On the 2.1.1.1 router
| External IP | Port | Internal IP | Port | Protocol |
|---|---|---|---|---|
| 2.1.1.1 | 4501 | 192.168.0.4 | 4501 | UDP |
| 2.1.1.1 | 4491 | 192.168.0.4 | 4491 | UDP |
| 2.1.1.1 | 4502 | 192.168.128.4 | 4502 | UDP |
| 2.1.1.1 | 4492 | 192.168.128.4 | 4492 | UDP |
On the 1.1.1.1 router
| External IP | Port | Internal IP | Port | Protocol |
|---|---|---|---|---|
| 1.1.1.1 | 4501 | 10.0.0.1 | 4501 | UDP |
| 1.1.1.1 | 4491 | 10.0.0.1 | 4491 | UDP |
| 1.1.1.1 | 4502 | 10.1.0.1 | 4502 | UDP |
| 1.1.1.1 | 4492 | 10.1.0.1 | 4492 | UDP |
Without port mapping it’s entirely possible that the connectivity will be established without issues, this happens due to the fact that route’s NAT will not generally modify the src port of the outgoing UDP packets, and future packets arriving this port will be redirected to the internal IP which initiated connectivity, but if the 2.1.1.1 router randomizes the source port on NAT, or if other applications on the internal network were already using the 4501-4502,4491-4492 ports, the remote ends would not be able to contact gateway C or D over the expected ports.
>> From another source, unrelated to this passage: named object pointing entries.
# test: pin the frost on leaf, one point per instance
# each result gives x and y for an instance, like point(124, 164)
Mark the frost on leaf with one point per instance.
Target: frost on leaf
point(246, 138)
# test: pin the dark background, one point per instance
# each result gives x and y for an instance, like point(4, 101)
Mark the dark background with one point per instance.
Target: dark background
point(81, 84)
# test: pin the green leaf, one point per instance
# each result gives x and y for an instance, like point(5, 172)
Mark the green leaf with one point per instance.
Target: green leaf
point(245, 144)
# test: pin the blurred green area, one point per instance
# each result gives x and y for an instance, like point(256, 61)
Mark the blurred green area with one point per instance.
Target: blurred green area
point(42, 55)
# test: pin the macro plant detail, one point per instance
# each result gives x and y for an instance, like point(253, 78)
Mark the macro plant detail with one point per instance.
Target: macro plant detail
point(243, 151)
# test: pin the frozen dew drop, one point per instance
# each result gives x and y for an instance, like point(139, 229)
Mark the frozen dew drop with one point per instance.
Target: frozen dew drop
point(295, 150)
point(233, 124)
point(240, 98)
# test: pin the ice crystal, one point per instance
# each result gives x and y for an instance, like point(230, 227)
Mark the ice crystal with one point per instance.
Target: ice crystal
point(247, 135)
Double NAT Traversal (scenario 1)
In this case, clusters C & D are neither reachable on their private IPs (192.168.0.4 and 192.168.0.4) nor on the public IP. However, they are reachable over the private floating IPs (10.2.0.1 and 10.2.0.2). Submariner cannot detect these private floating IPs. To get the connectivity working, you can annotate the Gateway node with the private floating IP as shown below.
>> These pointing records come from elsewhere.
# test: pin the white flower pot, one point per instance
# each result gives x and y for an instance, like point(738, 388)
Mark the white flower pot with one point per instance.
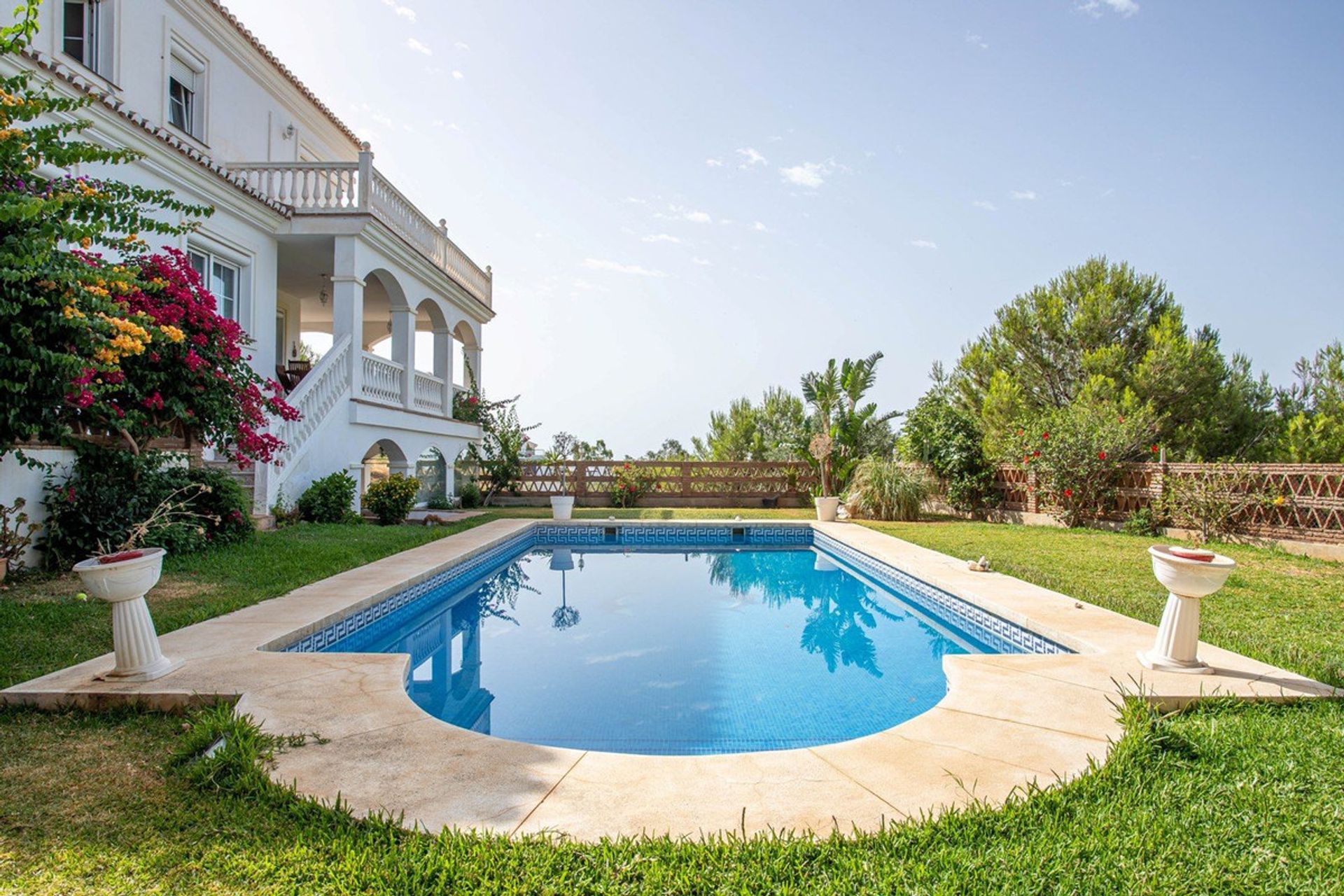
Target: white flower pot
point(134, 638)
point(562, 507)
point(1176, 645)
kubectl annotate node $GWC gateway.submariner.io/public-ip=ipv4:10.2.0.1
kubectl annotate node $GWD gateway.submariner.io/public-ip=ipv4:10.2.0.2
# restart the gateways to pick up the new setting
for cluster in C D;
do
kubectl delete pod -n submariner-operator -l app=submariner-gateway --kubeconfig $cluster
done
Double NAT Traversal (scenario 2)
In this case, A & B cluster gateways have direct reachability over their private IPs (10.0.0.1 and 10.1.0.1) possibly with large MTU capabilities, while between cluster C and D (192.168.0.4 and 192.168.0.4 too), reachability over the private IPs is not possible but it would be possible over the private floating IPs 10.2.0.1 and 10.2.0.2. However Submariner is unable to detect such floating IPs.
Endpoints for Double NAT
| Endpoint | Private IP | Public IP |
|---|---|---|
| A | 10.0.0.1 | 1.1.1.1 |
| B | 10.1.0.1 | 1.1.1.1 |
| C | 192.168.0.4 | 2.1.1.1 |
| D | 192.168.0.4 | 2.1.1.1 |
A problem will exist between C & D because they can’t reach each other neither on 2.1.1.1 or ther IPs since the private CIDRs overlap.
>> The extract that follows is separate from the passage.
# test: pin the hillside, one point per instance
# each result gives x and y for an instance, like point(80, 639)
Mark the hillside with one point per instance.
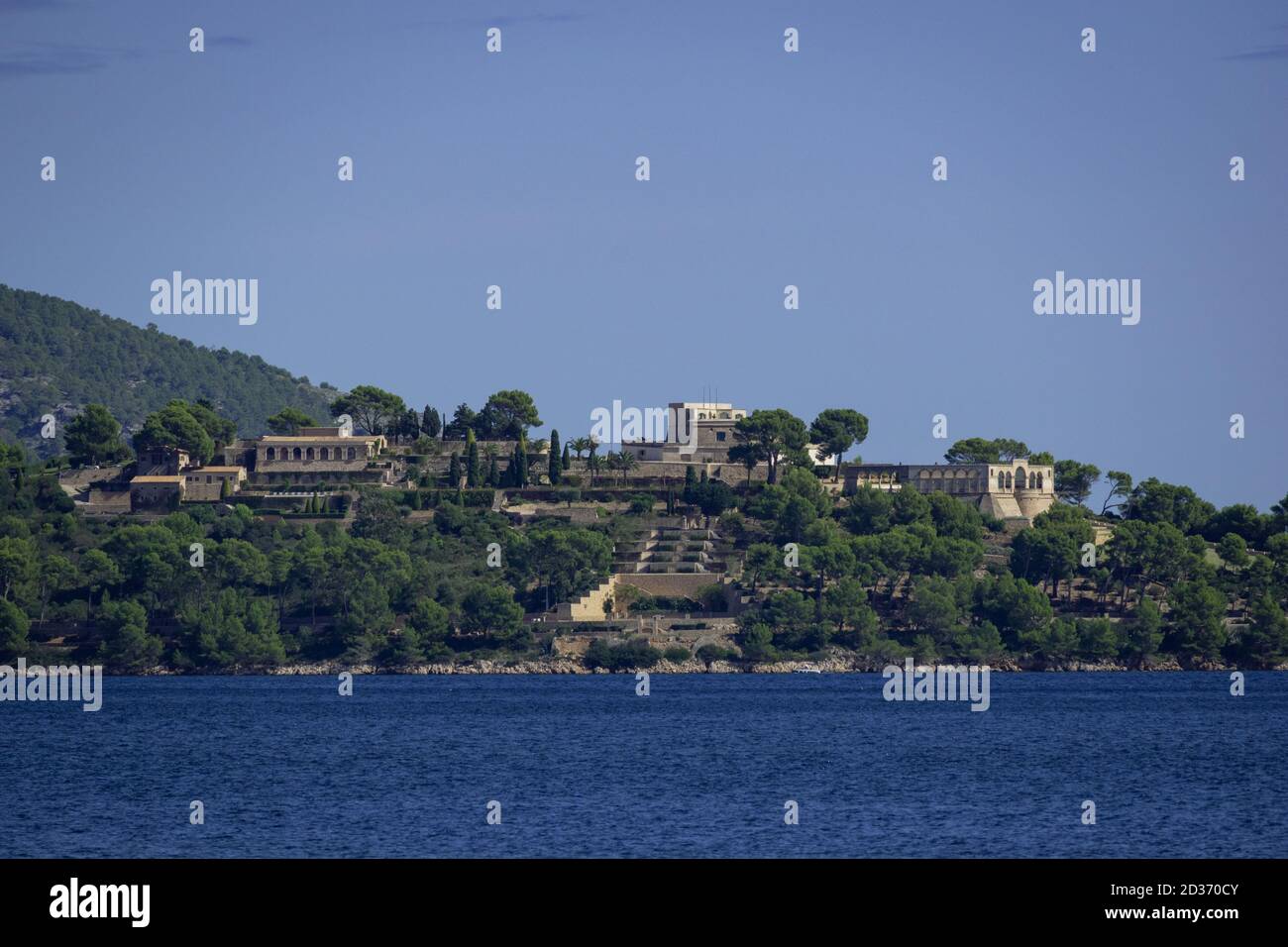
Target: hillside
point(56, 356)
This is a complicated topology that is still not supported in Submariner. Possible solutions to this could be:
-
Modifying the CIDRs of the virtual networks for clusters C & D, and then peer the virtual routers of those virtual networks to perform routing between C & D. Then C & D would be able to connect over the private IPs to each other.
-
Support manual addition of multiple IPs per gateway, so each Endpoint would simply expose a list of IPs with preference instead of just a Public/Private IP.